High reliability fault tolerant digital systems in nanometric technologies: characterization and design methodologies
Partners
- Università degli Studi di ROMA "Tor Vergata" (coordinator)
- Politecnico di MILANO
- Universita' di BOLOGNA
- Universita' di PADOVA
- Politecnico di Torino
Abstract
Last generation technologies called DSM, Deep Submicron, with a core
voltage of 1.2V, up to 11 metallization levels and a gate length less
than 80 nanometers, have led to the development of very complex
electronic devices on single chip, the "System on Programmable Chip"

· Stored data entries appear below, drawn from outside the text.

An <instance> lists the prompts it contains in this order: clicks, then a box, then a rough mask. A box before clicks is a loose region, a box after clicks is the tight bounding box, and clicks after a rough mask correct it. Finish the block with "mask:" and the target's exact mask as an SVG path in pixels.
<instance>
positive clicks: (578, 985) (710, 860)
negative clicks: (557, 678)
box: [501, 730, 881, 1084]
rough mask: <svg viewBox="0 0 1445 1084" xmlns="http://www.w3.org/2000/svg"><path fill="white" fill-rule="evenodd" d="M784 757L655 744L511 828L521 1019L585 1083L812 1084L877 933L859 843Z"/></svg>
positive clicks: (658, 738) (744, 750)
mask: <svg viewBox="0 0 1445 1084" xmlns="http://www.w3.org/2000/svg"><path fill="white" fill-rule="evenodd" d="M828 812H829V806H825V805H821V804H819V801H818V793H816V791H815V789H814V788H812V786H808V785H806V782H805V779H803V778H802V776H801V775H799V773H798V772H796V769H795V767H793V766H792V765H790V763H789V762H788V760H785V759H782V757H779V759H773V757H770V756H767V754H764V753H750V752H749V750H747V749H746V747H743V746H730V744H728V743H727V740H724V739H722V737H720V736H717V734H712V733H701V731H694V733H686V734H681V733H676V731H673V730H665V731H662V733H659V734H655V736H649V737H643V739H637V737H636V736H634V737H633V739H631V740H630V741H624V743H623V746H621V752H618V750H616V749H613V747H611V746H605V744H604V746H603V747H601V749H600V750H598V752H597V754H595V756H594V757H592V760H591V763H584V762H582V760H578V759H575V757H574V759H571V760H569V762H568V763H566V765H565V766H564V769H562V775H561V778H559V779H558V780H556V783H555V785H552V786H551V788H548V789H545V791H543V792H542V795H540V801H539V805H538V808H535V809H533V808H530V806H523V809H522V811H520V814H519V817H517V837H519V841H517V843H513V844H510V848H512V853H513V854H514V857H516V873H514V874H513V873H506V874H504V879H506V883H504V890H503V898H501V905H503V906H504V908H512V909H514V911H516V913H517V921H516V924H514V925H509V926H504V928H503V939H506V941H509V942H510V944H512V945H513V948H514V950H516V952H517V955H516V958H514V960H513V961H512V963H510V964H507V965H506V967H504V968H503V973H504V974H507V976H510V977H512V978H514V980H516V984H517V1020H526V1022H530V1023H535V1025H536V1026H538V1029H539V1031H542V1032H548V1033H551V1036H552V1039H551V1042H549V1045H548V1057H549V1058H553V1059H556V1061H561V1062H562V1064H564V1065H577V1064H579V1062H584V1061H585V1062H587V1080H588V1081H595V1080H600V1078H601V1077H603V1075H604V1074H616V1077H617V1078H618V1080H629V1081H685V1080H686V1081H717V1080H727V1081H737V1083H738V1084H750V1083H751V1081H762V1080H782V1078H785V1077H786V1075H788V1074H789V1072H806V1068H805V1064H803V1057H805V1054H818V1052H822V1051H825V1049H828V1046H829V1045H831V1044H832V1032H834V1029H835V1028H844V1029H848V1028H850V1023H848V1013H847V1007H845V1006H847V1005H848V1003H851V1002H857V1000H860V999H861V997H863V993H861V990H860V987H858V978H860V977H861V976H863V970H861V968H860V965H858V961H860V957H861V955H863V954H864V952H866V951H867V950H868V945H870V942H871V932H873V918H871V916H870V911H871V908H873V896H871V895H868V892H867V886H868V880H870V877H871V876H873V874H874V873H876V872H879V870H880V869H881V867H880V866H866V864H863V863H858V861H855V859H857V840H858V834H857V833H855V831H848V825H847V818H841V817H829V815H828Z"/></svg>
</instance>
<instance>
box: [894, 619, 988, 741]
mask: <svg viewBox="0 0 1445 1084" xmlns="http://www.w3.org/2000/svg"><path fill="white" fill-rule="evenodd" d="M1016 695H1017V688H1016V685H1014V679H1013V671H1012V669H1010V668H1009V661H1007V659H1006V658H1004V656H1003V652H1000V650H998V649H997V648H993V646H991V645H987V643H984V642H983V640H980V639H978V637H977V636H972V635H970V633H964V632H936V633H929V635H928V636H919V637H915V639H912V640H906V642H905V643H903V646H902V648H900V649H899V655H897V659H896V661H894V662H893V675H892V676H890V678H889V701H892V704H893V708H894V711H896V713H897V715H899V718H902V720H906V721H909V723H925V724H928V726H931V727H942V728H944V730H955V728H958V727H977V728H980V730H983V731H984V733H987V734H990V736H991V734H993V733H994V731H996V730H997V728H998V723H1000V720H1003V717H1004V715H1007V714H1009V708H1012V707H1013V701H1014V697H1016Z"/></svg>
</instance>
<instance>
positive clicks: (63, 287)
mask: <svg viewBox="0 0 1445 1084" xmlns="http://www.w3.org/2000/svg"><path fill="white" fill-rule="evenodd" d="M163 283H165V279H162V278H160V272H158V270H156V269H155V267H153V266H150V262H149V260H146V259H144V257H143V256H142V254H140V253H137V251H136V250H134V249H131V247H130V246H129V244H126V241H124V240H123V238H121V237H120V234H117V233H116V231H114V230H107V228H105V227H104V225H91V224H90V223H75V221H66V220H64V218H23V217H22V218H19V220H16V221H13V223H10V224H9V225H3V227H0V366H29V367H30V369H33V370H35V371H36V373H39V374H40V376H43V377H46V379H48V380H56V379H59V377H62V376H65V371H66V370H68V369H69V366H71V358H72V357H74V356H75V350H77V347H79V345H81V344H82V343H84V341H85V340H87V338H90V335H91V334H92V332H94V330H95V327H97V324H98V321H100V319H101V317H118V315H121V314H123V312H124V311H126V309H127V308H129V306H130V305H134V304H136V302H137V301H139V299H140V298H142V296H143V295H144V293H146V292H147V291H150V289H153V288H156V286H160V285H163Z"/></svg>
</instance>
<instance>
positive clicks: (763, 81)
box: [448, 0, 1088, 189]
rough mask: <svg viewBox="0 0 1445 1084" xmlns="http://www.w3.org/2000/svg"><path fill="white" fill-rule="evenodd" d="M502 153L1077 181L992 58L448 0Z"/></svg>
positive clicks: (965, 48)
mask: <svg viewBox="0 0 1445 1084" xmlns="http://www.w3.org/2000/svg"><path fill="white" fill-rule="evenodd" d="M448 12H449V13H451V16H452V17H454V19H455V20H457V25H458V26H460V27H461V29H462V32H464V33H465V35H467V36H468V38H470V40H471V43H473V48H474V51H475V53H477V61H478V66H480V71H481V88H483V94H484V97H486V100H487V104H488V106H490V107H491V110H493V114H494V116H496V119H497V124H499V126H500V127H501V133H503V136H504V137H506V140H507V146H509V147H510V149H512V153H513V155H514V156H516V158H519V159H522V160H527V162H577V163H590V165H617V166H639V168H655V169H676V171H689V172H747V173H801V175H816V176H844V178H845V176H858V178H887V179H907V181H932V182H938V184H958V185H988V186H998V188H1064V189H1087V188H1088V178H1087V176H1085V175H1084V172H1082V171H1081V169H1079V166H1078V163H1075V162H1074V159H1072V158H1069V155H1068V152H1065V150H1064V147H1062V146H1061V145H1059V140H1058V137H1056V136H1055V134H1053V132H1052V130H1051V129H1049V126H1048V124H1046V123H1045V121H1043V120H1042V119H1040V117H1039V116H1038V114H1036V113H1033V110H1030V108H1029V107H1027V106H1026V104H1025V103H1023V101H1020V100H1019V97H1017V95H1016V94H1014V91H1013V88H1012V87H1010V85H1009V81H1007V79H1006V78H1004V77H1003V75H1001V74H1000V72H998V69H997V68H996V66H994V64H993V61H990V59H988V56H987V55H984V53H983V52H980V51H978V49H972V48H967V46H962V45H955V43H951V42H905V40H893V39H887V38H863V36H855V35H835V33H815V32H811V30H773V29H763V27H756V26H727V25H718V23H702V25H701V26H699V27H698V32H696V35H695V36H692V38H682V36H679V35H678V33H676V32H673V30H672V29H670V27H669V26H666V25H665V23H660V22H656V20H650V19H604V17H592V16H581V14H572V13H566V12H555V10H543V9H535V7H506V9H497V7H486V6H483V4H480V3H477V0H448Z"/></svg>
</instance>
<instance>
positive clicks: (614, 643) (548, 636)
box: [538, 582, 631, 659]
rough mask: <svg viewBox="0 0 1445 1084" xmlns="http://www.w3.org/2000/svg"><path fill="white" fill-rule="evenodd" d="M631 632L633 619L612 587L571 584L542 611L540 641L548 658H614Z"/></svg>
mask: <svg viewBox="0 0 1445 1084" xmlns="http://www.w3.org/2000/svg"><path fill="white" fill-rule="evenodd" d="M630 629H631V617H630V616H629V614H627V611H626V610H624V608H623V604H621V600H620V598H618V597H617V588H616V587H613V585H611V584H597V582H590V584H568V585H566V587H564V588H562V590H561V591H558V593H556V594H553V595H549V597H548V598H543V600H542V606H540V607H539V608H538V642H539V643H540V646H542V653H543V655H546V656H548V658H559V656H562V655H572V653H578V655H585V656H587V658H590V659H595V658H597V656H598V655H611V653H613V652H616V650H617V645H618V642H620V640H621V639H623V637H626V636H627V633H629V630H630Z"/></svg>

(SoPC). Each SoPC contains an FPGA, one or more microprocessors
realized directly on silicon or implemented on an FPGA using a HDL
macro, some logical circuits, some wired logic and, eventually, some
arithmetic processors, all connected together. These devices allow a
very big computing power and an easy flexibility, since we can
reprogram both the SoPC blocks and interconnecting lines. Moreover
reconfigurable architectures having a coarser grain than FPGA have
been recently proposed which obviate some limits of FPGA, as power
needs and delays originated by interconnections, especially on
external buses In the same time these extremely advanced
characteristics have as a drawback a decrease of the reliability of
the obtained circuit caused by: a) permanent faults caused the ageing
of the materials used to realize the chip, the break of the signal
lines due to the electromigration phenomena, or the transistor gate
rupture; b) transient faults, known as Single Event Effects,
SEE. These effects are mainly caused by ionizing radiation of
different origin and their frequency will rapidly grow up for devices
and systems of new generation. They have been widely studied for
applications related to space environment and in aircraft electronics:
in DSM circuit these effects will be present also at sea level,
together with other effects like Multiple Bit Upset (MBU), the
crosstalk between closed lines and the noise on the core voltages. To
face the effects of these faults fault avoidance or fault tolerant
techniques can be used. The former operates directly on the
manufacturing process, as for instance the Silicon on Insulator
technological process, but it has high costs and often cannot be used
for the performances reduction of the obtained system, since the
better reliability often requires the use of older technologies. The
fault tolerance approach implies a careful analysis of the type of
fault and of the resource interested, having as target the correct
functionality of the whole SoPC without reducing system performances
since fault tolerance depends on the proposed architecture. The
research program faces the problem as a whole. First of all the
architectures of SoPCs will be studied in order to define the platform
that will be used to develop the techniques for increasing the
reliability of the SoPC, considering possible faults. Afterwards the
fault models and their simulation on SoPC will be exhaustively
studied, also using the results obtained with experimental tests under
radiation: the program foresees tests under neutrons and heavy ions in
international laboratories where typical environment can be created in
order to determining rules for future qualification. At the same time
error detection and correction (EDAC) techniques for macro blocks
within SoPC will be studied: fault injection techniques will be
considered evaluated also by the radiation tests. EDAC methods,
studied and developed for each macro block, will be integrated in a
unique framework with the goal of increasing the the fault tolerance
of the systems. Alternative architectures, eventually reconfigurable,
will be proposed, considering the goal of alleviate the costs of the
required redundancy without reducing the system performances.This goal
can be pursued using, as long as it is possible, COTS, Commercial Off
The Shelf, devices and avoiding multiplation techniques. Final result
of the project will be a system, a case study chosen during the
project based on a SoPC, which is able to demonstrate that the
developed methodologies increase the total reliability implemented
using SoPC without reducing performances.